Hedge funds are taking money out of the market—and that's a good sign, Fundstrat founder Tom Lee told CNBC on Tuesday.
"It's bullish in the sense that markets are capable of rising while a very large player in the marketplace is de-risking, and that is going ot provide fuel later as they sort of re-risk and add buying power to the rally," he said in a "Squawk on the Street" interview.
Fundstrat reported that hedge funds are pulling money out of equities based on anecdotal evidence and moves in the hedge fund tracking beta to the S&P 500, which has declined to the lowest levels in roughly six months, Lee said.
The firms are de-risking on the chance of an "idosyncratic event," such as a Greek exit from the euro zone, a deflation surprise somewhere in the world, or an incident tied to geopolitical risk, Lee explained. The belief is that such an event could cause a correction.

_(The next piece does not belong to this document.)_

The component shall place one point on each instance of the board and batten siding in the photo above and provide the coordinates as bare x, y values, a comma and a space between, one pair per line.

However, Lee said he would buy into a dip because he believes Europe is prepared for a "Grexit" and its central banks are about to engage in bond buying, reducing the risk of deflation. He also said geopolitical risks never have long-lasting effects on markets.
The players buying equity positions as hedge funds sell have been spurred by normalizing interest rates, falling oil prices and a recent rebound in the high-yield market, he said.
"I think there's a story about capacity utilization tightening, as well. That's going to give us a better signal about U.S. fundamentals. Then we'll see the hedge funds come back into the market," he said.